Enjoy your tea. I'm happy to have another bag of Major Dickason arriving this week to keep me coffeed.

62tungsten_peerts
Jul 10, 2025, 1:18 pm

>61 LizzieD: The Brown bio of Augustine is just great. So good. I hope you like it ... I'm going to seek out other books of his.

63tungsten_peerts
Jul 11, 2025, 2:33 pm

I don't believe 1) that your appearance necessarily says anything about you, morally or otherwise, or 2) that our pets really start to resemble us after a while; NEVERTHELESS I would be surprised if Emil Bove had a dog and the dog did not look like Renfield.

64tungsten_peerts
Jul 13, 2025, 9:03 pm

Everybody knows it's the Gulf of Freedom Fries.

65tungsten_peerts
Jul 14, 2025, 10:19 am

I keep finding books I want to read! This must stop! Aieeee.

I doubt I'll finish the books in my library before I snuff it.

66tungsten_peerts
Edited: Jul 15, 2025, 12:03 pm

Although I have *always* lived in or around cities, I don't consider myself a "city person" and there are not many cities that pop up when I think "well, I don't like living here -- where *would* I like to live?

Cities I have liked and think of: Paris, Berlin, Groningen, Oaxaca City.

That's a diverse group, but obviously there's a theme: none of them are in the US.

67tungsten_peerts
Edited: Jul 18, 2025, 5:32 pm

CBS can suck it.

I have a Ph.D., so my saying such things has incredible _gravitas_.

68LizzieD
Jul 18, 2025, 10:55 pm

>67 tungsten_peerts: I have no PhD. I weigh in as I can in agreement.
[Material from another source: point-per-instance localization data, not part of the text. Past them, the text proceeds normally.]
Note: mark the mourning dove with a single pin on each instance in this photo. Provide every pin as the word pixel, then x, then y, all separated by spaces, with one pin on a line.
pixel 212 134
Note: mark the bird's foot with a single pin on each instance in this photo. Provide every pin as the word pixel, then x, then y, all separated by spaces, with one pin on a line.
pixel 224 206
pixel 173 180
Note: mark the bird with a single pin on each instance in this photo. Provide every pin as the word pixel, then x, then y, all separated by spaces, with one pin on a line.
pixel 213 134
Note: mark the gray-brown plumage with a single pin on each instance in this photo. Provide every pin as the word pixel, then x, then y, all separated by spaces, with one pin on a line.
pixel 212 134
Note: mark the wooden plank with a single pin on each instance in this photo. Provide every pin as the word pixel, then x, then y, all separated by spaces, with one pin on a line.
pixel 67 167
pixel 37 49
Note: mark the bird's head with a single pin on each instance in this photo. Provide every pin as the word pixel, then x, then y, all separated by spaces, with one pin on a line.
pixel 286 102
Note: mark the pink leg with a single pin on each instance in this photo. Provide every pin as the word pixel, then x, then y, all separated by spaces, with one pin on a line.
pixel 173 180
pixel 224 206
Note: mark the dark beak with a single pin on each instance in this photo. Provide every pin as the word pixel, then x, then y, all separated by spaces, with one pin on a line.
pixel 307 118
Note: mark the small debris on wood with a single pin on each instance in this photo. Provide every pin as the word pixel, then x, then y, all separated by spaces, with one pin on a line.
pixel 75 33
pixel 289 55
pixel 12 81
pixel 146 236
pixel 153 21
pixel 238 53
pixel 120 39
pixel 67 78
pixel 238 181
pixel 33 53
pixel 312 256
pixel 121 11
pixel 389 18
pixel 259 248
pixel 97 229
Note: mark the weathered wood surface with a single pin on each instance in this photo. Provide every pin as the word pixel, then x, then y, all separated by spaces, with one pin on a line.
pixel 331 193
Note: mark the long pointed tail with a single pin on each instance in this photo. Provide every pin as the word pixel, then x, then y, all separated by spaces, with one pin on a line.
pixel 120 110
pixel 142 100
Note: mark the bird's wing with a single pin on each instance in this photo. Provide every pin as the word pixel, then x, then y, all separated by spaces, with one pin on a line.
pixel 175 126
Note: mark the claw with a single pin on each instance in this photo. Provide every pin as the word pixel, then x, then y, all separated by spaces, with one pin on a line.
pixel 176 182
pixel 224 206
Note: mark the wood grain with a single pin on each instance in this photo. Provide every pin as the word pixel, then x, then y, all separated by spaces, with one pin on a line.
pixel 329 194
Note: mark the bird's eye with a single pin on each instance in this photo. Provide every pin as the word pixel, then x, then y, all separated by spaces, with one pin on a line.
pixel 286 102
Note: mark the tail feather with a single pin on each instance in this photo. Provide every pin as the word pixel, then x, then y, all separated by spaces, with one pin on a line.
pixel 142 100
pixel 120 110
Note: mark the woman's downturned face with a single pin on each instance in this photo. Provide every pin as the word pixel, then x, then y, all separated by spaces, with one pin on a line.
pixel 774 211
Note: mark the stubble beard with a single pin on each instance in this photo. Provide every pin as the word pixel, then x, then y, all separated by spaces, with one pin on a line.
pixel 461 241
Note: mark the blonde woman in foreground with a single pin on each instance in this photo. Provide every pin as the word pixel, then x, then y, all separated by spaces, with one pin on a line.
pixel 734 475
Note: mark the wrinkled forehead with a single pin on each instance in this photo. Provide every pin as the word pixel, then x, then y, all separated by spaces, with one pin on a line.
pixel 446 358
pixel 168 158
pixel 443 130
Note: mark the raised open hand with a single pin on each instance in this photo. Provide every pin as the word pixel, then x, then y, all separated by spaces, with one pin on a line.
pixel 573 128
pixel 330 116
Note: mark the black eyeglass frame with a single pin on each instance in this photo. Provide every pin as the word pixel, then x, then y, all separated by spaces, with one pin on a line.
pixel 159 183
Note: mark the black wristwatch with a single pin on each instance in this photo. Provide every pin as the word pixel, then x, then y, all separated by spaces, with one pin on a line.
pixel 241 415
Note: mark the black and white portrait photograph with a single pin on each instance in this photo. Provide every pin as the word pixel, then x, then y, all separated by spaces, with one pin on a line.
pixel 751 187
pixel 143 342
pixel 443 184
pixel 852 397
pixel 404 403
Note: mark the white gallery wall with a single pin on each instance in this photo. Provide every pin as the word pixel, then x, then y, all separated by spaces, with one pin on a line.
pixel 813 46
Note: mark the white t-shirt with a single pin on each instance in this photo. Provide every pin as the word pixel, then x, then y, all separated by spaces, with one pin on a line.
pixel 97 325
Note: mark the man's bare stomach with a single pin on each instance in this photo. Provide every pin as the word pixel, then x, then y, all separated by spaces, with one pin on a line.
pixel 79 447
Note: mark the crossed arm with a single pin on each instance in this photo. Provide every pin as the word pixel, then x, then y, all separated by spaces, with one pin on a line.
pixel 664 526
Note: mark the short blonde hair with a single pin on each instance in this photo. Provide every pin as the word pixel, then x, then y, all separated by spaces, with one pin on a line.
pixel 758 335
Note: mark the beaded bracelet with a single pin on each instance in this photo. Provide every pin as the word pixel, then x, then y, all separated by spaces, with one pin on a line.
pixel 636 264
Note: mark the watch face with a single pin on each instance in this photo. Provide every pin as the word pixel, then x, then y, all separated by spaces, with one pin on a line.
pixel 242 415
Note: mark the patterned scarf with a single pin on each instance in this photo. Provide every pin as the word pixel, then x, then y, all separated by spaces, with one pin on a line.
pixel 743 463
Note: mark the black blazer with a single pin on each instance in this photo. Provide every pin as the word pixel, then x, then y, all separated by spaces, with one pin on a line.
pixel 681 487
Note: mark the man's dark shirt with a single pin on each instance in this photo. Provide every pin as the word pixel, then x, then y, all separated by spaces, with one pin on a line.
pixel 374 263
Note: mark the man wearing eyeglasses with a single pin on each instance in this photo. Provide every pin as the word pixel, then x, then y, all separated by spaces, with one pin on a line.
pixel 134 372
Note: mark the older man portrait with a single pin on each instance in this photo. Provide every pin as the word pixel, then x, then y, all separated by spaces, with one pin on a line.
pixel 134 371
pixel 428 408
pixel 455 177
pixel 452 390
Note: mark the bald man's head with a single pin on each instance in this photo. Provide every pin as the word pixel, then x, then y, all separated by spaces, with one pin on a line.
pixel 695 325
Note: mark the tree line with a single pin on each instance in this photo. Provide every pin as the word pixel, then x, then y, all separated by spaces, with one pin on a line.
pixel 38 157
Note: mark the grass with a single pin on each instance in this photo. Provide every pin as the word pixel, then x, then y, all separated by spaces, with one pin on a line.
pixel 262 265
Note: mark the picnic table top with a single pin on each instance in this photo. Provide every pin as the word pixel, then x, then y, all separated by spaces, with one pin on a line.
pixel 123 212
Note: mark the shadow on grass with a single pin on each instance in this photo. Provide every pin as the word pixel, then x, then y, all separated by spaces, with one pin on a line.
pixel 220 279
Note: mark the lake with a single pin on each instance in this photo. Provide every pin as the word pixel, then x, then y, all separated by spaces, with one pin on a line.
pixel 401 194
My copy of the original *Augustine* came in the mail today. I look forward to it soon! (I can't possibly read everything I want to read already on my shelves before my end, but that doesn't stop book greed.)

"You like to read, don't you?"

"Almost as much as I like to breathe."

69tungsten_peerts
Jul 19, 2025, 9:27 pm

>68 LizzieD: Oohh, good! I'm trying to decide whether I'm going to order a 1000+ page encyclopedia of 19th century baseball for my birthday @_@

70tungsten_peerts
Jul 20, 2025, 6:05 pm

I am divorcing the Internet. Bye, for now, at least.